Music, as a symbol of life, is the real theme of Transylvania, which follows Zingana (Asia Argento), a disturbed and pregnant girl who travels to Transylvania to find the father of her child, a musician, and whom, after being abandoned, wanders like a homeless until she meets another lost soul who takes her under his protection
Asia Argento (Scarlet Diva, Marie-Antoinette, XXX) is incandescent here, as she often is, and she carries this film on her shoulders, exhibiting madness, strength and fragility at the same time. There isn't much happening, the filmmaker mostly focusing on the emotional journey of his characters. While the setting is pretty basic, the film is however pretty intense, taking your guts with its roughness.
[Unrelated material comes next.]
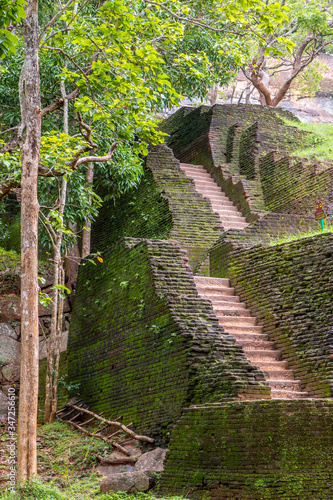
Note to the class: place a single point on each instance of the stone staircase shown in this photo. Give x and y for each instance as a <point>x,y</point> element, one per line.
<point>229,215</point>
<point>237,320</point>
Music is omnipresent, officiating as a thread that leads the characters to their destiny. The folkloric songs symbolize hope and happiness and should only been used as positive energy, a stated by a group of musicians toward the end. Obviously the association of music and gypsies isn't far from the universe of Emir Kusturia (Life is a Miracle), and one can regret that the film, which is also in the continuity of Gatlif's Exiles, lacks originality. But if you're into these kinds of tough emotional and psychological foreign fares, Transylvania is certainly for you, and it was one of my favorite films at AFI Festival where I saw it.